At Belur Math, Modi sought to assuage concerns of North-east, calling the region “our pride”. “Their culture, traditions and demography remain untouched by this amended law,” he said.
Modi also addressed young people on the National Youth Day, which is celebrated on Vivekananda’s birthday. “India’s youths are conscious, but some have become victims of rumours. I would like to tell our youth, particularly those in Bengal and the North-east ,that the Indian government did not come up with the law overnight. It is not meant to take away citizenship but to give it.”
On Sunday, the Congress and Left parties continued their protests in Kolkata on the second day of Modi’s visit to the state. Demonstrators carried placards opposing Modi and his Bharatiya Janata Party (BJP), and sat overnight at Esplanade in the heart of the city. They waved black flags and shouted slogans against Modi outside the Netaji Indoor Stadium, where the Prime Minister addressed a function to mark 150 years of Kolkata Port Trust and renamed it after Jana Sangh founder Syama Prasad Mookerjee. At this event, held hours after the one at Belur Math, Modi took a dig at the Trinamool Congress and criticised chief minister Banerjee’s government for not implementing the Centre’s flagship schemes such as health insurance programme Ayushman Bharat Yojana and PM Kisan Samman Nidhi, a cash transfer plan for farmers.
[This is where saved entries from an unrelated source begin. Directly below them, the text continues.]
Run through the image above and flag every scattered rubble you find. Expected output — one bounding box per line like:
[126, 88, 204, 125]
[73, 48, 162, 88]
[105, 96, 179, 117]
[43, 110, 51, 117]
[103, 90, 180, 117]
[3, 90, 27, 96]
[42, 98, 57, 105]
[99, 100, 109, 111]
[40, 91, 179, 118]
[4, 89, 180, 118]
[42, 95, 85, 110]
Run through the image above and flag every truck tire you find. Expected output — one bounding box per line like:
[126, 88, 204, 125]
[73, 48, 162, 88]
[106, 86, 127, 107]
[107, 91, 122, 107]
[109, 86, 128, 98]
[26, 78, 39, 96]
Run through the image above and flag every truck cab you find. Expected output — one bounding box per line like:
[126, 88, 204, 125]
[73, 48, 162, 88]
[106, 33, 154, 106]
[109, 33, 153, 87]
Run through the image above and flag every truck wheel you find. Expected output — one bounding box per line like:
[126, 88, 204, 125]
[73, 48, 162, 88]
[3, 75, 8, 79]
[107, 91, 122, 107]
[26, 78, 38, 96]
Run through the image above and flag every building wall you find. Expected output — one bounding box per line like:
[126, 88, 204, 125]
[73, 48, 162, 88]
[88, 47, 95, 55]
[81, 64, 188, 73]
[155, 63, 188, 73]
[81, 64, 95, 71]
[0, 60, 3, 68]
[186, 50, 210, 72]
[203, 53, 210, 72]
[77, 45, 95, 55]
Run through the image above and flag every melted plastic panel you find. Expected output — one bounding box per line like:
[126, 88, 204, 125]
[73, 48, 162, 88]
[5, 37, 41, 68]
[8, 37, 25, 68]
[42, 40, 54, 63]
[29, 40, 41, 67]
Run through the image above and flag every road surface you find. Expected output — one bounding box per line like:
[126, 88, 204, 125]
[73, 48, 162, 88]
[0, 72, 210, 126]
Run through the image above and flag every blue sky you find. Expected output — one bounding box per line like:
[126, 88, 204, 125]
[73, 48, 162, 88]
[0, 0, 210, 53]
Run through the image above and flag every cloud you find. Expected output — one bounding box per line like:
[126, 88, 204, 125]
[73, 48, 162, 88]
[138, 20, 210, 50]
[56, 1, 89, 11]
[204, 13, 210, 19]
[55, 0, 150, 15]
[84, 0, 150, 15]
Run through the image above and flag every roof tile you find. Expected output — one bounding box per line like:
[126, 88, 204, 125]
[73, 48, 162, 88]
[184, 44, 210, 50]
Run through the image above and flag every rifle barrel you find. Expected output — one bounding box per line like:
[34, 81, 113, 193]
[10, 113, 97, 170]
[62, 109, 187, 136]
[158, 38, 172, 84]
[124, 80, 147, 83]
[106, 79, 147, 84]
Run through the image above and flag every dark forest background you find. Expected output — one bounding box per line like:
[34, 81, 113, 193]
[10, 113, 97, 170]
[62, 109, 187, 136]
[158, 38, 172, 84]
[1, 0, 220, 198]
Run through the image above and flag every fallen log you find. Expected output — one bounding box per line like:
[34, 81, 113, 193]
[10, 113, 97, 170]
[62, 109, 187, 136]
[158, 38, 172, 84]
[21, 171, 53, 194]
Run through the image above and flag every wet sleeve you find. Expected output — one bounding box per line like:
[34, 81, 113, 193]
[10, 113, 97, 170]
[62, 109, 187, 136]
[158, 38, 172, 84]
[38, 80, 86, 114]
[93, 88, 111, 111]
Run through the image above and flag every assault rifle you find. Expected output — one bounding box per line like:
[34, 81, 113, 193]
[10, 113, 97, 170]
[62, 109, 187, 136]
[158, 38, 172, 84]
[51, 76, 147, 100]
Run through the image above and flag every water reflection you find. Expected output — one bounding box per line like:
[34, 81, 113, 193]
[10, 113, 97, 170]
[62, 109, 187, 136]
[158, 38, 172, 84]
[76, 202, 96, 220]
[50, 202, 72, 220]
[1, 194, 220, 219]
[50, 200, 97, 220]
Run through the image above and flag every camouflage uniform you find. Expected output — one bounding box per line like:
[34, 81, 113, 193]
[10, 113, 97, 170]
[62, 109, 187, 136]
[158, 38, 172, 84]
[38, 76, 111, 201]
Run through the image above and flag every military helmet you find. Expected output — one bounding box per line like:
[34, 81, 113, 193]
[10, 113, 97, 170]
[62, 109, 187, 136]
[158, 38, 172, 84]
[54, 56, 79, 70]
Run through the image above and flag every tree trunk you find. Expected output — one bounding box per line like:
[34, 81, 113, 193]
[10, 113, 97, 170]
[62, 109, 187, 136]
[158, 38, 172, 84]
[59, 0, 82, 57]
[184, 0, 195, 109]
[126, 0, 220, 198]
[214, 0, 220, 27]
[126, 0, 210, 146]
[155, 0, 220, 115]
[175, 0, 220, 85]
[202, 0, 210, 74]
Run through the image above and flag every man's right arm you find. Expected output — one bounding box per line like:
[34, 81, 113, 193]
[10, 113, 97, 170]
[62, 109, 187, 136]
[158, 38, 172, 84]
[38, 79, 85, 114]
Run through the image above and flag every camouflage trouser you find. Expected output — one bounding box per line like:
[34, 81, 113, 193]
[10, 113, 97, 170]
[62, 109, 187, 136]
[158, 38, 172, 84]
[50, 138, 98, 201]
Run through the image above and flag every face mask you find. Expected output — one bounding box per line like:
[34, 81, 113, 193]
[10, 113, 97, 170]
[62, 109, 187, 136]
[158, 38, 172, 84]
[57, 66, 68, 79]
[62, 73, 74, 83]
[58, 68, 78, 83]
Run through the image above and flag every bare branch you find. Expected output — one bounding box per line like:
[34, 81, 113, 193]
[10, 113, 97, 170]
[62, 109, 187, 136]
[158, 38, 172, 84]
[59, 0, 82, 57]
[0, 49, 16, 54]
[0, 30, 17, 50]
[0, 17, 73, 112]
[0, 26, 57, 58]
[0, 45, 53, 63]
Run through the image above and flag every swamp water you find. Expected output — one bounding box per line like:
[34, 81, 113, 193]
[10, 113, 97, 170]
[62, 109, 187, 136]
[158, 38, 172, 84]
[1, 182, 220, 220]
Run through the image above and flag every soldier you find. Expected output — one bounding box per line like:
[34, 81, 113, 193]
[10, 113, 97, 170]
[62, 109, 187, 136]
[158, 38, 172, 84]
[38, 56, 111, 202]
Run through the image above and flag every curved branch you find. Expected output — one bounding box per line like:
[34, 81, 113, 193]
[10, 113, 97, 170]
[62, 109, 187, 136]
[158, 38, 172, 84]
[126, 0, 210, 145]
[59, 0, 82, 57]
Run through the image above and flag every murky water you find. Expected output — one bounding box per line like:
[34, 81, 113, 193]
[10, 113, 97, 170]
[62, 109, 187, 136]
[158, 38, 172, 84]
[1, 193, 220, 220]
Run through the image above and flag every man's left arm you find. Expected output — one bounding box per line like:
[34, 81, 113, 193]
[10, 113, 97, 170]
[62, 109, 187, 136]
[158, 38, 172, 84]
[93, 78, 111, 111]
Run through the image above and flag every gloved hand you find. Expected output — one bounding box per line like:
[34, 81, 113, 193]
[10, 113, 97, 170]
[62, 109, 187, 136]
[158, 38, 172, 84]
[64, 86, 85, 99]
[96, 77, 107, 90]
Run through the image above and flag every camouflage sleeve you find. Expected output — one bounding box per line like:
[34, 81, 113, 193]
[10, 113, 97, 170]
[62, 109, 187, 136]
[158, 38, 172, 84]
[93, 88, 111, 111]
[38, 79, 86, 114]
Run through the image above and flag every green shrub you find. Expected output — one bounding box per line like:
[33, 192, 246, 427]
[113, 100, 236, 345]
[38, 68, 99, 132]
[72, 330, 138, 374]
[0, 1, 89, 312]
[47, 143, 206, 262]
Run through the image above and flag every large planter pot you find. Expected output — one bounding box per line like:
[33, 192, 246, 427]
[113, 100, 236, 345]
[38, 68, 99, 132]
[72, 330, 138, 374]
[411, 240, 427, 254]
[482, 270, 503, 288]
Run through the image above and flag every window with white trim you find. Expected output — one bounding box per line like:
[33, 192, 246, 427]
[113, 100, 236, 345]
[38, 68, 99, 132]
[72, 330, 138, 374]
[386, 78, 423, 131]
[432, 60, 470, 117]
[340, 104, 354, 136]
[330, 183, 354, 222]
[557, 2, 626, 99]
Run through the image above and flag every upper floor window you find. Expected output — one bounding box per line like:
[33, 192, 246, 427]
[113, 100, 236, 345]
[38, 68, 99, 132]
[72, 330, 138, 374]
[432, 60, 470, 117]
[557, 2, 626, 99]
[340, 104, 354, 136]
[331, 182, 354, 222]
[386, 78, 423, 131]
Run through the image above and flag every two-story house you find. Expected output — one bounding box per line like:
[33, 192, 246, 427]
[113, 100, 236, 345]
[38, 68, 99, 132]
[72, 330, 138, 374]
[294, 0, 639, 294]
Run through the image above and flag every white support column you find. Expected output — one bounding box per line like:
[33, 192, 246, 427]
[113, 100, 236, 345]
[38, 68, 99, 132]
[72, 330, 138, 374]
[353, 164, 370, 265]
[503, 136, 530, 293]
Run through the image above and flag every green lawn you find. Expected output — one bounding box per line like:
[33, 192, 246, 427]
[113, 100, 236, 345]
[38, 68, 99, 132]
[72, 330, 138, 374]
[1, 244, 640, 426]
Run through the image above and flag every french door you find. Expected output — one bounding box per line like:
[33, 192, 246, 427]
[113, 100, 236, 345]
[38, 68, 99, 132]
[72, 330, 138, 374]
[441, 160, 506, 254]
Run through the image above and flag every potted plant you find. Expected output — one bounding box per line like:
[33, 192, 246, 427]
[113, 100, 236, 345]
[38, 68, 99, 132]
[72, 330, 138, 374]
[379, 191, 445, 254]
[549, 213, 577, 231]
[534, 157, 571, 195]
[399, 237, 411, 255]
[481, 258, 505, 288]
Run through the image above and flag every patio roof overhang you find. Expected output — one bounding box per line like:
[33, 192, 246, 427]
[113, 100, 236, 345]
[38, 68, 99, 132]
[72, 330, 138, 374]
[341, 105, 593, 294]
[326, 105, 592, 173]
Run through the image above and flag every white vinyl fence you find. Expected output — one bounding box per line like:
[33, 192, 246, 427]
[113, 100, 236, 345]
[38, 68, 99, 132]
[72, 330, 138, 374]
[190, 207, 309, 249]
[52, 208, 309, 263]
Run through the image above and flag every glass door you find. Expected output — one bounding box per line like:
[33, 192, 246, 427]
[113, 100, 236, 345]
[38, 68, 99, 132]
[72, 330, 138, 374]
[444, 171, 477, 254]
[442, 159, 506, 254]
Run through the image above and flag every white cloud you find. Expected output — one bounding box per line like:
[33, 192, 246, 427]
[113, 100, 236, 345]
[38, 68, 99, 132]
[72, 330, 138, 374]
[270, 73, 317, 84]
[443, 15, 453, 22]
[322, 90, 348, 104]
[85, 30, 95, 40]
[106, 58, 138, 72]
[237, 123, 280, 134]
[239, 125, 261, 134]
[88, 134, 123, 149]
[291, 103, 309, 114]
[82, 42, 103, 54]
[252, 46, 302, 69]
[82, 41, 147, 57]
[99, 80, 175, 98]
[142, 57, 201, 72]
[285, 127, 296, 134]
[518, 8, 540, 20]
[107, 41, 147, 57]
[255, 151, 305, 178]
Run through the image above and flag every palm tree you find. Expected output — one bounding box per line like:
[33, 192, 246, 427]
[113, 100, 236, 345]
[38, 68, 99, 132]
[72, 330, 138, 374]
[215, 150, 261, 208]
“When there is no syndicate or cut involved, why would someone implement central government schemes? I don’t know whether they [state government] would give approval for central schemes such as Ayushman Bharat Yojana, PM Kisan Samman Nidhi, but if they do, people of Bengal will be able to enjoy their benefits,” he said.
He was apparently referring to West Bengal’s infamous “cut money” controversy that shone the spotlight on several Trinamool Congress leaders who allegedly took commission, or bribes, from people to get government schemes implemented. West Bengal CM Banerjee, a staunch critic of Modi and an opponent of CAA, was not present at any of the programmes of Modi on Sunday. She met him at the Raj Bhavan on Saturday, calling it a “courtesy call”, before joining an anti-CAA protest. She shared the dais with the Prime Minister at another programme on Saturday evening. Trinamool Congress general secretary Chatterjee took exception to Modi’s “cut money” comment. “Children talk like this. It is not befitting of a Prime Minster to talk of cut money. People are tired of hearing these [allegations].”